Book review: Steven Pearlstein’s ‘Can American Capitalism Survive?’

Federal workers left unpaid or furloughed by the extended partial government shutdown stand in line for fresh food and coffee at the World Central Kitchen, a volunteer emergency kitchen run by Chef Jose Andres, in Washington, U.S. January 16, 2019. REUTERS/Jonathan Ernst - RC1E76F9E110
Editor's note:

This article originally appeared in Real Clear Markets on January 16, 2019.

Steven Pearlstein, the pulitzer-prize winning business columnist for the Washington Post, has written a book that provides a trenchant critique of contemporary capitalism in the United States.  In “Can American Capitalism Survive,” he has dug beneath the surface of contemporary discontents in a carefully researched new book. After decades of slow growth, rising inequality, political polarization, and declining public trust in most of our institutions, including big business, a fundamental look at how our economy works is in order. One doesn’t have to agree with all of Pearlstein’s arguments to welcome his valuable effort to unpack why the existing rationale for capitalism is flawed. To be sure, he often wears his idealism on his sleeve, and his recommendations are, to my way of thinking, less convincing than his diagnosis, but we are badly in need of new ideas that challenge the reigning paradigm of how the economy works.

Let me take his critique of capitalism one element at a time.

His first point is that markets don’t always produce optimal outcomes. Every economics 101 student knows that the invisible hand and self-interest can deliver many benefits but that self-interest by itself cannot deal with the larger issue of what kind of society we want to live in. Markets are amoral. They cannot be left to decide what benefits should be provided to the least well-off, what kind of environment our children will inherit, and what kind of guard rails are needed to maintain competition and prevent unchecked economic power from influencing the political system.

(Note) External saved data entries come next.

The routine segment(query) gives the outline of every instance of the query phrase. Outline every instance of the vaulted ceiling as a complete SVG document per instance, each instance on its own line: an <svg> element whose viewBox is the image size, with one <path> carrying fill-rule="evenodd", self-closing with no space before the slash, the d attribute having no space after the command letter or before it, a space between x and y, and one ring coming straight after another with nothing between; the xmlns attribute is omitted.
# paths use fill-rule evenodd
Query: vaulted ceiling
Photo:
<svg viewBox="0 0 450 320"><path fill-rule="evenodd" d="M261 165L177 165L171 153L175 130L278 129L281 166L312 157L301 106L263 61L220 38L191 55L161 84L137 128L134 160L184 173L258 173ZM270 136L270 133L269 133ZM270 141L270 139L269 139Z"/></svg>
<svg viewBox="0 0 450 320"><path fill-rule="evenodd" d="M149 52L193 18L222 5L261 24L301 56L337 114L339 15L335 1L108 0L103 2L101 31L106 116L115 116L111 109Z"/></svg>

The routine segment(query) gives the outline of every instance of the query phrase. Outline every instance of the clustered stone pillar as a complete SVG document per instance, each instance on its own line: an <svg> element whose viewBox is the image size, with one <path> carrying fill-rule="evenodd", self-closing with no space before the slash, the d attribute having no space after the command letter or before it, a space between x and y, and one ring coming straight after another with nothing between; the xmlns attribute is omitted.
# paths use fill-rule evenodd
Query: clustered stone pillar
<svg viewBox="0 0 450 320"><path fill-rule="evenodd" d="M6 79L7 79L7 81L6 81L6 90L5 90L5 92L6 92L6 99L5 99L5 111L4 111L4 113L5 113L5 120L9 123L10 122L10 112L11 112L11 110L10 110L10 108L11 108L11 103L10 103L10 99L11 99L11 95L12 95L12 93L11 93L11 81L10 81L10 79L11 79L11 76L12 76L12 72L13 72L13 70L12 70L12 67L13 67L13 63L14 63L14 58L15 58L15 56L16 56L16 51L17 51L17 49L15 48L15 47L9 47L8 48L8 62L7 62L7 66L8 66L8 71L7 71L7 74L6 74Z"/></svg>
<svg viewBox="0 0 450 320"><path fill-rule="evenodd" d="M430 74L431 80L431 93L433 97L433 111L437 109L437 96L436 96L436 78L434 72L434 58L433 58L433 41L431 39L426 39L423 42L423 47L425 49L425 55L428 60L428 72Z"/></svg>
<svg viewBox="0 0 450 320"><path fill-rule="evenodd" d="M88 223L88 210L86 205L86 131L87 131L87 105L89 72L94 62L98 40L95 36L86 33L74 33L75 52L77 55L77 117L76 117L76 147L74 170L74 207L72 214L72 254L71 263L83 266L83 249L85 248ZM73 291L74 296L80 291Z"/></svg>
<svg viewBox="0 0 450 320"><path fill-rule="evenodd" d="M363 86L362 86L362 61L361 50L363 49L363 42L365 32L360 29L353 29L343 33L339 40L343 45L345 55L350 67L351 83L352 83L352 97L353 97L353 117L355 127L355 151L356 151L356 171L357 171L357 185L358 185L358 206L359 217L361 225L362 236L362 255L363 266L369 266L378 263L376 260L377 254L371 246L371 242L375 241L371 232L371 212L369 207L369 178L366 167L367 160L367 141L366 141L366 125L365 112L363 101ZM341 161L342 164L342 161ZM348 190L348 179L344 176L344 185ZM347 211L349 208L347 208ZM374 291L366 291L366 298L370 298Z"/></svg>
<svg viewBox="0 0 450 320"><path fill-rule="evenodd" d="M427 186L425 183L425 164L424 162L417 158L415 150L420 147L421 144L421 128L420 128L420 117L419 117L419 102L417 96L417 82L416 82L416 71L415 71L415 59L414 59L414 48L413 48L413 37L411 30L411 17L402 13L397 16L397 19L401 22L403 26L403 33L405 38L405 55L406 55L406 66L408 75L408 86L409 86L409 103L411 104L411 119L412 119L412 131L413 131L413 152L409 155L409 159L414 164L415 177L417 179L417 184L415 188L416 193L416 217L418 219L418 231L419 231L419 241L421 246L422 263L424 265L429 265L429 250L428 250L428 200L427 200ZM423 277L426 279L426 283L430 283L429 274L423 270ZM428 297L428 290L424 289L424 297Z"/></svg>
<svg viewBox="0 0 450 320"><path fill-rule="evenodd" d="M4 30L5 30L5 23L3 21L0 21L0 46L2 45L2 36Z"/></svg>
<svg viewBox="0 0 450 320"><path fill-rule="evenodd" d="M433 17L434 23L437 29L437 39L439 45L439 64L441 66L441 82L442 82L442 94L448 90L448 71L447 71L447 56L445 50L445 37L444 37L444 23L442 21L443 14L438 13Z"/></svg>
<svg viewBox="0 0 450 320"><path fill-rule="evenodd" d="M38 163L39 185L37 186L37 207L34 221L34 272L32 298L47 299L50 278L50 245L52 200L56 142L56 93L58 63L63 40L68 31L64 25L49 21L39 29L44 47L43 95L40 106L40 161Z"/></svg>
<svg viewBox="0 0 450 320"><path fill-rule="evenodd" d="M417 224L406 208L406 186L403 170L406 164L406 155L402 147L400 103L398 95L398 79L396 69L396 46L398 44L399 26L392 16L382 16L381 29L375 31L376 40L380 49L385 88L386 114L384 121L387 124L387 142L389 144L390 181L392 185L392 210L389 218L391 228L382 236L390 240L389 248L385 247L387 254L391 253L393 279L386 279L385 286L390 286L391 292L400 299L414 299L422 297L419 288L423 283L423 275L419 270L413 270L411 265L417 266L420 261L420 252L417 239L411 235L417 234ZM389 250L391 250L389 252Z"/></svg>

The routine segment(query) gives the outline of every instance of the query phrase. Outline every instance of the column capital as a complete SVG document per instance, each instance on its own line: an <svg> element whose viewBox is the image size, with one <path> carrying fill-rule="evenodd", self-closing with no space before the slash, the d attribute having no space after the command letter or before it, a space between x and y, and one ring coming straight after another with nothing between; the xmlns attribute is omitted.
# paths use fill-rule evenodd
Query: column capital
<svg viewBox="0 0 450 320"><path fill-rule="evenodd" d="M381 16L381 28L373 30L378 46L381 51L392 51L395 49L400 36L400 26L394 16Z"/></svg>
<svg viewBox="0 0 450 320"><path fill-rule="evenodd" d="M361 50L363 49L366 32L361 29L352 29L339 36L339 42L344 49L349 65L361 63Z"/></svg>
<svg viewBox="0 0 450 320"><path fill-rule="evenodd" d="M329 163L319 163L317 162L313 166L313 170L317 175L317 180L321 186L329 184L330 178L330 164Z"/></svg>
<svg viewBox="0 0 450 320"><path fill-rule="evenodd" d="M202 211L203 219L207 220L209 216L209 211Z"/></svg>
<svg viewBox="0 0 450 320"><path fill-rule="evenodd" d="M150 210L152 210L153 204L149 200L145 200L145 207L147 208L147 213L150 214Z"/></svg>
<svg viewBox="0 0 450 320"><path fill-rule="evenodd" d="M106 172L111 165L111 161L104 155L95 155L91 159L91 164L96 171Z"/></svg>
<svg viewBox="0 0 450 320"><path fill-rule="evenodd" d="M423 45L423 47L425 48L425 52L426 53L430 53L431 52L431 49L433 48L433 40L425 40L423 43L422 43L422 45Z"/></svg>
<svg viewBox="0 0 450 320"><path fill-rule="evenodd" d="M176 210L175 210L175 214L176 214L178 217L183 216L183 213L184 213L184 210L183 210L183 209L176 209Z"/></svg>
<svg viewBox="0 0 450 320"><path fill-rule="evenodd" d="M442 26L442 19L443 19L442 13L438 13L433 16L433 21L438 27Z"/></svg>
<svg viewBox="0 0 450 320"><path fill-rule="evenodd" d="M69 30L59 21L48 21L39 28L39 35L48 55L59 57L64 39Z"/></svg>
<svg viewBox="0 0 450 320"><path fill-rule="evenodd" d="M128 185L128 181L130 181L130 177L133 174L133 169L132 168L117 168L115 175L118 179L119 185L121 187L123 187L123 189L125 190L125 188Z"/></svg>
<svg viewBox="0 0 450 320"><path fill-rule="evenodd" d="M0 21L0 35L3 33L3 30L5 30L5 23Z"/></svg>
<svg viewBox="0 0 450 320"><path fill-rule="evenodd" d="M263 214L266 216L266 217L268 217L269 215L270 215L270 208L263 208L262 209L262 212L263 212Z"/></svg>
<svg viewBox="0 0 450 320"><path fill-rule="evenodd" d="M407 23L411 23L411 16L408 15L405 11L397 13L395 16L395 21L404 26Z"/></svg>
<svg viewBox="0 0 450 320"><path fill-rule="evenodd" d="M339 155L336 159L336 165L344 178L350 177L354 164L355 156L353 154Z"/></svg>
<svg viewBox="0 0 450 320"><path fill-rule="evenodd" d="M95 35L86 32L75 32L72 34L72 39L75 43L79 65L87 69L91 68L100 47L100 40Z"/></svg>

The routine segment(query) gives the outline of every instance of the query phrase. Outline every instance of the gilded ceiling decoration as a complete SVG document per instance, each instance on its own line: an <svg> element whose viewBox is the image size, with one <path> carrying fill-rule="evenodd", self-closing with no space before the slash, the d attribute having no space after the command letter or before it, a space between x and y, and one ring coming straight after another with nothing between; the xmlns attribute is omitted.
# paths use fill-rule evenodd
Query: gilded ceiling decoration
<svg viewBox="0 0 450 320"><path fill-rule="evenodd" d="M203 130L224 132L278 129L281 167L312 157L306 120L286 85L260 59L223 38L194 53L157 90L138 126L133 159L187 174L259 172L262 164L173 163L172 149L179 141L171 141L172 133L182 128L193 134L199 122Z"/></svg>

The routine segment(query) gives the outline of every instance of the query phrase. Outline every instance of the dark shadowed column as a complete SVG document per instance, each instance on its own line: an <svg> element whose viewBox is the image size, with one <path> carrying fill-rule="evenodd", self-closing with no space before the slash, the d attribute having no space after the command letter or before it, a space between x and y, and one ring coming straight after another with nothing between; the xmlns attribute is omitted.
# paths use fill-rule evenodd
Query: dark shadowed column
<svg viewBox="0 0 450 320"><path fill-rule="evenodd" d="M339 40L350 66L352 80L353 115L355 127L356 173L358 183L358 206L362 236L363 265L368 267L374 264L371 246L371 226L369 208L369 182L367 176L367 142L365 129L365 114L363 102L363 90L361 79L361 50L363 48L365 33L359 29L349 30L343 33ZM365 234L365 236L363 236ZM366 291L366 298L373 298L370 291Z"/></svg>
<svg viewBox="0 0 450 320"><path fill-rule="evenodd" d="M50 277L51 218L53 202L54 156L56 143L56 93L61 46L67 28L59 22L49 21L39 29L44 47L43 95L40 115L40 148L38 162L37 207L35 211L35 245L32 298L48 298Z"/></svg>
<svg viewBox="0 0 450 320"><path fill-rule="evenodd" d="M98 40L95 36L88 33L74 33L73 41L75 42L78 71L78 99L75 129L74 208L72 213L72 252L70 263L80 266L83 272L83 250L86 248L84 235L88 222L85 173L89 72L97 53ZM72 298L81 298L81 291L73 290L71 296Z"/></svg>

His second point is that wages don’t always equal productivity.  In fact, wage growth has lagged well behind productivity growth in recent decades, wage levels for workers with comparable education and experience vary sharply across firms—a result that shouldn’t occur in a competitive economy—and more and more of our national income is going to shareholders rather than to the workers that helped to produce it.

His third point is that we don’t have the kind of equal opportunity enshrined in our founding documents and in our continuing belief in meritocracy.  We don’t get to pick our parents, our genetic endowments, our neighborhoods, or our early schooling. Today’s high levels of inequality may beget even less opportunity in the future and may even slow economic growth once it reaches the point where its incentivizing effects are offset by its negative effects on social trust, productivity, and political stability.

His final point is that fear of modest redistribution, on the grounds that it will undermine economic growth, is misplaced. He admits that too much redistribution could have adverse effects and that socialism is not the answer.  Moreover, liberals have never defined just how much redistribution is enough. Still, the idea that there is always and everywhere a trade-off between equity and efficiency is just plain wrong.

In sum, and in Pearlstein’s own words, “greed is not good, people aren’t always worth what they are paid, opportunity is not equal and more fairness won’t make you poor.” Overall, the book lands devastating blows on the intellectual foundations of neoliberalism. What should replace it is far from clear.